2007-03-14 22:28:19 | レトロゲームReview

 『アクアノートの休日』は、1995年にアートディンクより発表された海底を探索するシュミレーションゲーム。作者は、『太陽のしっぽ』、『巨人のドシン』の飯田和敏氏。改良を施した限定版『アクアノートの休日 MEMORIES OF SUMMER 1996』が96年、続編『アクアノートの休日2』が99年に発表されています。


 これは、PS初期の実験的な作品としては、かなり有名な作品。内容は、第一線を退いた海洋調査員となって、潜水艦を操り未知の海域の調査と漁礁作りをするというもの。一応ゲームらしい目標は設定してありますが、どちらかというと気ままに海底散策を楽しむのがメインとなるゲームです。PS1の初期には、このようなゲームとも言えないような、従来のゲームの枠を超える実験的な作品がたくさん作られていました。ある意味、それらのお手本となったような作品です。癒しという言葉が流行っていた時期でもあり、先鋭的な作品として、(トリップだのドラッグだの)必要以上にもて囃されてしまった部分もあったように思います。

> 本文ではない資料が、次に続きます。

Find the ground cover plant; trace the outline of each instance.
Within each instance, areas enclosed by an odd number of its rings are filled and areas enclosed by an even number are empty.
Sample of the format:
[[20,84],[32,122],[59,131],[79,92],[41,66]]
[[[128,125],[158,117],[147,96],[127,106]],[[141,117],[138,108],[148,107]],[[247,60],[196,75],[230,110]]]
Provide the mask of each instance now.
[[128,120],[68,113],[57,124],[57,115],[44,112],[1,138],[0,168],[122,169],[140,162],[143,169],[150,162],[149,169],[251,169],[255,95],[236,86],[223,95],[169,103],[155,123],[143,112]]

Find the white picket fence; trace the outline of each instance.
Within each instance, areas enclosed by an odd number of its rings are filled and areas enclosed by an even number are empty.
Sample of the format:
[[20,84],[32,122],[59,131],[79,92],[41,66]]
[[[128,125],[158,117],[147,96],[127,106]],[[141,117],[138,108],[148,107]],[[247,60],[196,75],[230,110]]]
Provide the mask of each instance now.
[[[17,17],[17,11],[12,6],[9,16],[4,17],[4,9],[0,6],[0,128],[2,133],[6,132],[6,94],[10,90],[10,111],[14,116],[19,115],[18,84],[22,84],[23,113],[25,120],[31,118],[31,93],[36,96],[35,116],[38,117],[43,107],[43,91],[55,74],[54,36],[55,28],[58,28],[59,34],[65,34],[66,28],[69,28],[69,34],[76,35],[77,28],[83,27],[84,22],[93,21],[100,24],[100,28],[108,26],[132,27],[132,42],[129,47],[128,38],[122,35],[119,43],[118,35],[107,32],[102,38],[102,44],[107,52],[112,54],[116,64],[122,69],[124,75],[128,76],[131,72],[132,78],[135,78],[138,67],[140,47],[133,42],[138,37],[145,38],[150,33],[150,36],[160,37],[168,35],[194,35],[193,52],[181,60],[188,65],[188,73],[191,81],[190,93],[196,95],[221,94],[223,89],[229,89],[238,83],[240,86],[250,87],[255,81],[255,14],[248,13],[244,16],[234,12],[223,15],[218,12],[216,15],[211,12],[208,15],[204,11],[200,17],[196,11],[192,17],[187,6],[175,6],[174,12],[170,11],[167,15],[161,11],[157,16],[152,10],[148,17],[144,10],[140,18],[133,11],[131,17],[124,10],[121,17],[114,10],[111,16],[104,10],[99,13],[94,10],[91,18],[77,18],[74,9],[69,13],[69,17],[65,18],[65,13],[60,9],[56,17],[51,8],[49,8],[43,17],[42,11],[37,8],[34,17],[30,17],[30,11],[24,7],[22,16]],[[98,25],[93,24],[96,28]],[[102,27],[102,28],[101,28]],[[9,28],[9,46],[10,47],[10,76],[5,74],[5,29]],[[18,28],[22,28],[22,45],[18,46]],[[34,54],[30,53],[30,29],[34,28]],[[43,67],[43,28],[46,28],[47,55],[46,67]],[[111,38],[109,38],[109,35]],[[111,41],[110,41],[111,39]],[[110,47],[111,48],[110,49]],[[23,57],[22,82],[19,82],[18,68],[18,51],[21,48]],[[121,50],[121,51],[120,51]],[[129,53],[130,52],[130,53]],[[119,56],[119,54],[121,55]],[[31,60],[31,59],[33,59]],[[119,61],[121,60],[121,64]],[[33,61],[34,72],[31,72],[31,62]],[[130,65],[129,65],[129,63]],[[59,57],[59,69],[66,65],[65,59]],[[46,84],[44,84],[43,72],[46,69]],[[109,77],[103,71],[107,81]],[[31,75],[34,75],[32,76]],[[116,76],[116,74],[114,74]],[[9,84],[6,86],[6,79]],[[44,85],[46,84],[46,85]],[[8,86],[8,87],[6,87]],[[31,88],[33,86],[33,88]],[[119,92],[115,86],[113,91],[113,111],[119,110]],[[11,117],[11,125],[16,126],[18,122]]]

 それでも、PS登場時にポリゴンを使って3次元の仮想空間をつくり、その中を自由に行動できるのは、かなり斬新でした。私もこれがやってみたくて、(中古で1万円を切るほどになってからでしたが)PS1を手に入れました。この海は無限に広がっている訳ではなく、端のほうには岸壁がそびえていて、行き止まりになっています。それでも隅から隅まで回るのに、1時間半ほどかかるといわれる程度には、広大でした。また深度によって生息する生物も変りますので、同じ場所でも海底と海面近くでは、景色も一変します。また飽きないように適度に、沈没船幽霊船ピラミッド巨人の足跡巨大な古代魚海底に沈んだ古代の遺跡などが配置してあり、それを見つける楽しみもあります。


 海底深く潜るというのは、深層心理の奥底に降りてゆくということの暗喩でもあるそうです。また海=羊水でもありますので、胎児期への逆行というような意味もあるかもしれません。作者の飯田氏は、多摩美術大学の油絵科を卒業されたアート系の方ですが、ユングなど心理学的な意味合いも、この作品には込められていたようです。また深海でゆったりと動く巨大なマッコウクジラと出会うなど、なかなか普通ではできないような体験もさせてくれます。隠し要素として、白いイルカもこの海には生息していて、彼(彼女?)は仲良くなる事ができれば、プレイヤーの後を付いて回るようになります。この辺りは、ちょっと『海のトリトン』を連想させます。このように心理的な部分と、神秘的な演出が、この作品の重要な要素になっています。


 この作品で飯田和敏氏は、いちやく注目の作家となりました。この頃は、飯野賢治氏などゲーム製作者が作家として認知され、もて囃されていた時期でもありました。『アクアノートの休日2』は、より画面が美しくなり古代の恐竜まで登場するなど、かなりのパワーアップはされています。しかし飯田氏は携わっておらず、神秘的な部分というのは後退して、純粋に海底散歩を楽しむ要素が強くなってました。『アクアノートの休日』も、『休日2』も、中古で簡単に(300円~程度)手に入ると思いますので、まだ未体験の方には結構お勧めです。夏向きの作品ですけど。